Moons Beams #21 - Sullivan Summer

Greg LehmanComment
Moons Beams #21 - Sullivan Summer

Running ultramarathons and poetry share plenty of overlap, and exploring just how much with poet, ultramarathoner, literary critic, and podcaster Sullivan Summer was a pure pleasure in episode #21 of "Moon Beams.”

In a conversation that spanned a rich variety of topics, hearing Sullivan reflect on the term "pain cave” was especially poignant, as it's a phrase any ultramarathoner knows well, and marks a visceral crossover between poets and endurance athletes that Sullivan said, "is that place where everything, everything just hurts so much, and oftentimes it’s more than just the body hurt.

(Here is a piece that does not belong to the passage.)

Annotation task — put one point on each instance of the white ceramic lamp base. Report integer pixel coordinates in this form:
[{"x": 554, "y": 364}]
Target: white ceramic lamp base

“And for me, when I think about writing, and I think about poetry, this kind of like ‘soul pain’ or ‘soul hurt,’ or the very highest highs that are very difficult to describe, and very lowest lows that are also difficult to describe using the words we normally use in every day vernacular, I think that’s very similar to poetry. 

“I think a lot of poets understand that as well. It’s why we use these great metaphors and similes and those kinds of things, because regular words don’t really work.”

I was also thrilled to talk to Sullivan about her partnership with the New Books Network, an organization of over 120 podcasts covering a vast range of topics, including literature, current events, history, and science.

Sullivan has used her platform on the network to elevate the voices of Black authors writing for and about Black people in history, literature, poetry, and other fiction and nonfiction topics, which the New Books Network has fully supported, with more episodes dropping in the near future. 

We also discussed Sullivan’s entry point to poetry through the Brooklyn Poets program, the work of Warsan Shire, Frank X. Walker, Dr. Taylor Byas, Honorée Fanonne Jeffers, Evie Shockley, Ashley Jones, and the critical story of #eleanorbumpurs as told by LaShawn Harris.

To close with a high point, Sullivan’s first book of poetry, Performance Anxiety, was published in June by Black Sunflowers Poetry Press, with beautiful cover art by Hiroshi Tachibana.

“It looks at this intersection between being a woman, being a black woman, being an adopted person… and performance, in all its different iterations.”

I’m grateful to Sullivan for the top-tier energy, quality, and critical eye she’s giving on all of these fronts, and am very excited to see her break more new ground in her writing, podcasting, and running games soon.